Bissige Katze verletzt Besucher – Tierhalter haftet

Vorsicht, bissige Katze – diese Warnung hat eher Seltenheitswert, genau so wie Angriffe von Katzen auf Menschen. Doch wenn es zu einer Verletzung kommt, kann sich der Halter der Katze nicht aus der Verantwortung stehlen.

Ein Mann war zu Besuch in der Wohnung einer Katzenhalterin und wurde von dem Tier in die Hand gebissen. Ereignet hatte sich der Biss nach Angaben des Mannes, als er mit der Hand unter eine Schlafcouch gegriffen hatte, um diese zusammenzuschieben. Die Katze habe noch an seiner Hand gehangen, als er diese hochgehoben habe. Die unangenehmen Folgen dieser überraschenden Attacke: Der Mann musste insgesamt sechs Mal operiert werden.

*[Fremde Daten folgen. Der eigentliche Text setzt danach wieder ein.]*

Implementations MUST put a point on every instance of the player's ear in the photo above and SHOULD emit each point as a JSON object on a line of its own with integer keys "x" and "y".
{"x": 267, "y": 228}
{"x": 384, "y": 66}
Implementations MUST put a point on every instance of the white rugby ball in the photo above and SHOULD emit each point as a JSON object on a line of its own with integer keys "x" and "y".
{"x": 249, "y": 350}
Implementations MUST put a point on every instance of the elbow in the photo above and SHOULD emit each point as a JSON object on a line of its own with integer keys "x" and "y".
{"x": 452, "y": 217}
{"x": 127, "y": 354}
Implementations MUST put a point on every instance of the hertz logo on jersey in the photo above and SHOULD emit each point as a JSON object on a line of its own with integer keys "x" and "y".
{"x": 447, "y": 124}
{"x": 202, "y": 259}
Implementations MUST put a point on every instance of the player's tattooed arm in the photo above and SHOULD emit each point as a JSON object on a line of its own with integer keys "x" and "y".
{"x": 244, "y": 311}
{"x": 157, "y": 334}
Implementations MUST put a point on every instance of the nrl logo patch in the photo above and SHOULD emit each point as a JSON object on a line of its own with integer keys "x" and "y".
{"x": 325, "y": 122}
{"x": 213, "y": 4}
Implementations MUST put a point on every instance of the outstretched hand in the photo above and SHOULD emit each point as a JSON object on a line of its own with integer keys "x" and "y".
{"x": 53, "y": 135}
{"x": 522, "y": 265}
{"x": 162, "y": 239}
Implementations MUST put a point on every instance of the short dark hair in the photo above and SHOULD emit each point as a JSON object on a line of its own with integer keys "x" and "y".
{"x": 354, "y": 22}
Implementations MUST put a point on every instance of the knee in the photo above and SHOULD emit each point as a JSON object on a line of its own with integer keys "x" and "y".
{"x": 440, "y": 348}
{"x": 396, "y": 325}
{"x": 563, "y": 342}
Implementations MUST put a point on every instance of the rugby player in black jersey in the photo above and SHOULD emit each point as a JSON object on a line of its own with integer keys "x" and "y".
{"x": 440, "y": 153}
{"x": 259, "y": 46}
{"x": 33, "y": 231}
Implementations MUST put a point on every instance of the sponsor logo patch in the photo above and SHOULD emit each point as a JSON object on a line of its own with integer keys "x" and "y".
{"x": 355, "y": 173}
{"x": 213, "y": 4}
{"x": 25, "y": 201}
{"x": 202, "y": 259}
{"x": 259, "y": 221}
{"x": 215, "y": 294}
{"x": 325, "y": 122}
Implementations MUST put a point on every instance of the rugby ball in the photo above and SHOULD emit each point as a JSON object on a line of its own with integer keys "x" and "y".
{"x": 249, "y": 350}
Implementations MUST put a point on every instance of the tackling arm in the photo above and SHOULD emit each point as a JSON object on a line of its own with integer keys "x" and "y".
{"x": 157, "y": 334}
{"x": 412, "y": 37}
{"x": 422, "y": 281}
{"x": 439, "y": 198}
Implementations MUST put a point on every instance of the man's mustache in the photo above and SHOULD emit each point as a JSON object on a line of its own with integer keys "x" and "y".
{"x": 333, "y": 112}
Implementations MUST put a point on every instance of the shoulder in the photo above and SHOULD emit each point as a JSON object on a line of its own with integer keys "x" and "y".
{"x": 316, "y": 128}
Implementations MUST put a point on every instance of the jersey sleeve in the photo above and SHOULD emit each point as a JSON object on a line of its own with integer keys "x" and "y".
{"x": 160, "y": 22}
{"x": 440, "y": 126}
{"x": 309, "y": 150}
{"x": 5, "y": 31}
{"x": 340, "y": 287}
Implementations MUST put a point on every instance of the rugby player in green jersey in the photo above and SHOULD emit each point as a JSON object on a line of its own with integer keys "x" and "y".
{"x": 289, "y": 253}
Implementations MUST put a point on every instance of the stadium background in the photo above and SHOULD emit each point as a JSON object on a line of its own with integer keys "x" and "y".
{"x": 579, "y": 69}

Haftpflichtversicherung sieht Mitschuld beim Gebissenen

Vor Gericht musste die Haftungsfrage geklärt werden. Die Haftpflichtversicherung der Frau hatte erst einmal 1.000 Euro gezahlt, stellte in der Folgezeit aber die Einstandspflicht in Abrede. Argumentation der Versicherung: Der Mann sei Miteigentümer und Mithalter der Katze. Zudem sei das von ihm geschilderte Geschehen unplausibel. Katzen seien nicht bissig, der Mann müsse das Tier provoziert, geärgert und in die Enge getrieben haben.

LG und OLG: Unklares Geschehen, keine Haftung der Tierhalterin

Das Landgericht sah es als nicht erwiesen an, dass sich das Geschehen so ereignet hat, wie vom Kläger beschrieben und das Oberlandesgericht (OLG) hatte die Berufung des Klägers zurückgewiesen.
Der Bundesgerichtshof (BGH) kam zu einer anderen Einschätzung. Das OLG habe eine Haftung der Beklagten rechtsfehlerhaft verneint. Die Voraussetzungen der in § 833 Satz 1 BGB geregelten Gefährdungshaftung des Tierhalters seien gegeben.

BGH: Voraussetzungen für Tierhalterhaftung erfüllt

Die Tierhalterhaftung setzt voraus, dass durch ein Tier ein Mensch getötet oder der Körper oder die Gesundheit eines Menschen verletzt oder eine Sache beschädigt wird und sich in dem Schadensereignis eine „spezifische“ oder „typische“ Tiergefahr des Tieres verwirklicht hat, dessen Halter in Anspruch genommen werden soll.

Das OLG hatte die Tatsache, dass der Kläger in der Wohnung der Frau von der Katze gebissen worden war, als unstreitig erkannt. Eine Haftung der Beklagten hatte das Gericht nur deshalb verneint, weil der Kläger den genauen Hergang des Unfalls nicht bewiesen habe.

Das ist rechtsfehlerhaft, entschied der BGH. Stehe fest, dass der Kläger von der allein von der Beklagten gehaltenen Katze gebissen wurde, so seien die Voraussetzungen des § 833 Satz 1 BGB erfüllt.

BGH: Genaue Umstände der Katzen-Attacke sind nicht relevant

Ob die Katze unter dem Tisch oder unter dem Sofa lag und ob der Mann das Sofa angehoben hat oder lediglich anheben wollte, sei in diesem Zusammenhang irrelevant, so der BGH. Entscheidend sei, dass der Kläger durch den Katzenbiss, in dem sich die typische Tiergefahr der Katze verwirklicht habe, verletzt worden sei (vgl. zum Hundebiss: BGH, Urteil v. 25.3.2014, VI ZR 372/13).

Die Einzelheiten des Schadenshergangs könnten lediglich bei der Frage Bedeutung erlangen, ob die Tierhalterhaftung wegen Mitverschuldens – oder ganz ausnahmsweise wegen rechtsmissbräuchlicher Geltendmachung – beschränkt oder ausgeschlossen ist.

(BGH, Urteil v. 26.4.2022, VI ZR 1321/20)

Hintergrund

Die Tierhalterhaftung ist in § 833 BGB als Gefährdungshaftung ausgestaltet. Das Gesetz räumt nach § 833 Satz 2 BGB dem Tierhalter die Möglichkeit, sich von der Gefährdungshaftung durch den Nachweis zu entlasten, bei der Beaufsichtigung des Tieres die im Verkehr erforderliche Sorgfalt beachtet zu haben, nur dann ein, wenn der Schaden durch ein Haustier verursacht worden ist, das dem Beruf, der Erwerbstätigkeit oder dem Unterhalt des Halters zu dienen bestimmt ist.